Technique Principles
Patient Preparation:
Usually performed under sedation or general anesthesia
Cervical priming may be used for nulliparous or postmenopausal women to facilitate cervical entry
Cervical Entry:
Gentle dilation and insertion of the hysteroscope under direct vision
Dr. Mishra emphasizes maintaining uterine axis alignment to reduce risk of perforation
Cavity Distension:
Adequate distension with fluid or gas provides optimal visualization
Intrauterine pressure is monitored to avoid fluid overload or hyponatremia
Systematic Inspection:
Thorough evaluation of endometrium, tubal ostia, and cavity shape
Identification of lesions and planning for operative intervention
Operative Procedures:
Use of precise cutting, grasping, and coagulation techniques
Continuous monitoring of fluid balance and uterine wall integrity
Applications in Gynecology
Dr.

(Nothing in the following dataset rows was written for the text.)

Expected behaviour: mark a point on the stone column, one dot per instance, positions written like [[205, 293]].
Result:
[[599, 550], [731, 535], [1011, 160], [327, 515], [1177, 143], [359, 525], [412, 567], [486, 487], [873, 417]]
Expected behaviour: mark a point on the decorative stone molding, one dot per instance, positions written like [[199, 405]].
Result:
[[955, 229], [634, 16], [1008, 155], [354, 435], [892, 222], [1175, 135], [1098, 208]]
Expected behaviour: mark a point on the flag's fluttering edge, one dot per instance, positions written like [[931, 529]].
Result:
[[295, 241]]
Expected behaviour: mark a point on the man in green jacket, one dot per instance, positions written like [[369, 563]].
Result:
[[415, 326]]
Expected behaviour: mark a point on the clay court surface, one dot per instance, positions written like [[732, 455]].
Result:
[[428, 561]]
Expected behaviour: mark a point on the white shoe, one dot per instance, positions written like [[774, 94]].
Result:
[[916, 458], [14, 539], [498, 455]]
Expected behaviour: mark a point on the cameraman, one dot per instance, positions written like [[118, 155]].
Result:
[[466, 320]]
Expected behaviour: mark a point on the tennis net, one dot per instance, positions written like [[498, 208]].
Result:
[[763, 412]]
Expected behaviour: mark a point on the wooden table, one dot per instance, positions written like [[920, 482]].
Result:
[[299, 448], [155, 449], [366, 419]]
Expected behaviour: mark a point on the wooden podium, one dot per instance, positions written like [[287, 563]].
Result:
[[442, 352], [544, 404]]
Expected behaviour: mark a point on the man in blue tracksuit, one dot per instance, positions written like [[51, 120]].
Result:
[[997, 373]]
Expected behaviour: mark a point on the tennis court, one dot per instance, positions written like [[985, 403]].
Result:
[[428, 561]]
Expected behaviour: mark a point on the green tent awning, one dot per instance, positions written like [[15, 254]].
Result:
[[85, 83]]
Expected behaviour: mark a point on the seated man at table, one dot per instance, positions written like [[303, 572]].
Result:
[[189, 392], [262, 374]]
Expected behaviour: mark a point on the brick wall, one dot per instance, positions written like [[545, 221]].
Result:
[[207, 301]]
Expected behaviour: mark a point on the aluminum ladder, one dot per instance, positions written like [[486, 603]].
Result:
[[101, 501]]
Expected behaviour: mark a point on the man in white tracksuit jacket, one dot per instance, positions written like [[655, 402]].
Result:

Mishra’s lectures emphasize practical applications of hysteroscopy:
Abnormal Uterine Bleeding: Diagnosis and removal of polyps, fibroids, or hyperplasia
Infertility: Identification of adhesions, polyps, or septa affecting implantation
Asherman Syndrome: Lysis of adhesions to restore normal cavity anatomy
Congenital Anomalies: Septum resection and correction of malformations
Endometrial Ablation: Management of menorrhagia resistant to medical therapy
Safety and Complications
Hysteroscopy is generally safe, but complications can occur if proper precautions are not taken:
Uterine perforation
Fluid overload or electrolyte imbalance
Infection
Bleeding
Dr. Mishra stresses training, meticulous technique, and patient selection to minimize complications and ensure optimal outcomes.
Conclusion
Hysteroscopy, as emphasized in Dr. R. K. Mishra’s lectures, is an essential diagnostic and therapeutic tool in gynecology. Its ability to combine precision, minimal invasiveness, and immediate treatment makes it invaluable for managing intrauterine pathologies.
By integrating proper technique, instrument selection, and patient safety, surgeons can achieve excellent outcomes, improved fertility, and enhanced patient satisfaction. Hysteroscopy continues to be a cornerstone of modern gynecologic practice, empowering surgeons to provide effective and minimally invasive care.